Reputation: 21
I have about 50 CSV files that need to be imported into R, and then I want to set a header row which is the first two rows of data in each file. As an example:
DATE FIRST LAST ID
(M/D/Y) NAME NAME
The data starts in Row 3. I can import all the files as their own unique dataframe which
temp = list.files(pattern="*.csv")
list2env(
lapply(setNames(temp, make.names(gsub("*.csv$", "", temp))),
read.csv), envir = .GlobalEnv)
But how can I change that code to combine the first two rows as a header
Upvotes: 0
Views: 1031
Reputation: 145775
I'd recommend reading in the first two rows, making the column names you want, and then read in the rest, skipping the first 2 rows. Here's an example for one file, found at filepath x
:
cnames = read.csv(x, nrow = 2)
cnames = sapply(cnames, paste, collapse = "")
data = read.csv(x, skip = 2, col.names = cnames)
I'd also strongly encourage you to leave your results in a nice, easy-to-use list
, rather than creating about 50 data frames in your environment. My reasoning for this recommendation is detailed here.
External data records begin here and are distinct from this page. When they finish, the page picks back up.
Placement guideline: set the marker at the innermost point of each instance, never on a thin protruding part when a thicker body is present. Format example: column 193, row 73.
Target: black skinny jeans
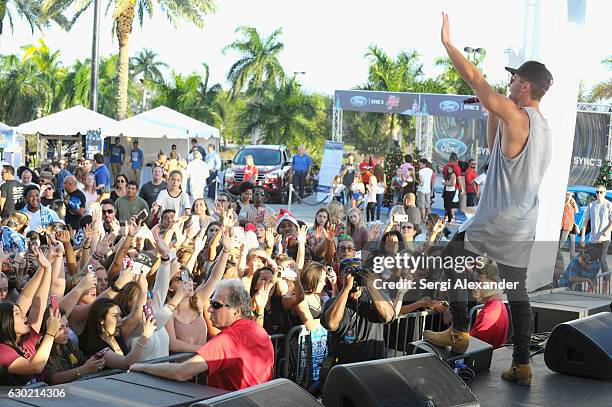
column 520, row 308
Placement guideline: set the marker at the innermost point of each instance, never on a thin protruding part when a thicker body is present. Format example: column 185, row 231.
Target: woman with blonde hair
column 356, row 229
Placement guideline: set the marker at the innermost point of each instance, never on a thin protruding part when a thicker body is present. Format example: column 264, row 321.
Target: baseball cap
column 535, row 72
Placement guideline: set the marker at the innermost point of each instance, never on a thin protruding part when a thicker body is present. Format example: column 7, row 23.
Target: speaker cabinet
column 416, row 380
column 582, row 347
column 275, row 393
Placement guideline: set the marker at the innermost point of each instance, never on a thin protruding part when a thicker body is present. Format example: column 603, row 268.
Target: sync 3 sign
column 446, row 146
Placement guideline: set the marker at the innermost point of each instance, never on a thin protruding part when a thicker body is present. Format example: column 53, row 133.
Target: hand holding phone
column 148, row 311
column 54, row 303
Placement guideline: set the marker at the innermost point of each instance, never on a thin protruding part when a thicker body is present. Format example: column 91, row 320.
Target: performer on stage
column 503, row 228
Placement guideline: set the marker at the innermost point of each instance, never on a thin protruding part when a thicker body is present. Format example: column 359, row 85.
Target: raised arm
column 499, row 105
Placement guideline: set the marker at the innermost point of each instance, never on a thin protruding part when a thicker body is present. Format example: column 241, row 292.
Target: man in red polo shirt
column 240, row 356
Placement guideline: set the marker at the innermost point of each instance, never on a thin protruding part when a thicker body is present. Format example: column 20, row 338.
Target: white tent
column 74, row 120
column 165, row 125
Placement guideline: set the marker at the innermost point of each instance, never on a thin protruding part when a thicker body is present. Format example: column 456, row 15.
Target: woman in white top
column 371, row 198
column 173, row 197
column 450, row 188
column 381, row 186
column 89, row 190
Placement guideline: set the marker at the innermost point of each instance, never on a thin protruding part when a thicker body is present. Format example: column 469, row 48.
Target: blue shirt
column 136, row 157
column 213, row 161
column 12, row 240
column 102, row 175
column 301, row 163
column 59, row 184
column 575, row 269
column 117, row 153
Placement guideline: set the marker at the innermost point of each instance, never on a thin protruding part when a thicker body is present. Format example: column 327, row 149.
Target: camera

That could look like this:
temp = list.files(pattern="*.csv")
data_list = list()
for(i in seq_along(temp)) {
cnames = read.csv(x, nrow = 2)
cnames = sapply(cnames, paste, collapse = "")
data_list[[i]] = read.csv(x, skip = 2, col.names = cnames)
}
names(data_list) = sub(".csv", "", basename(temp), fixed = TRUE)
# Then if you want to combine them all
complete_data = dplyr::bind_rows(data_list, .id = "source_file")
Upvotes: 1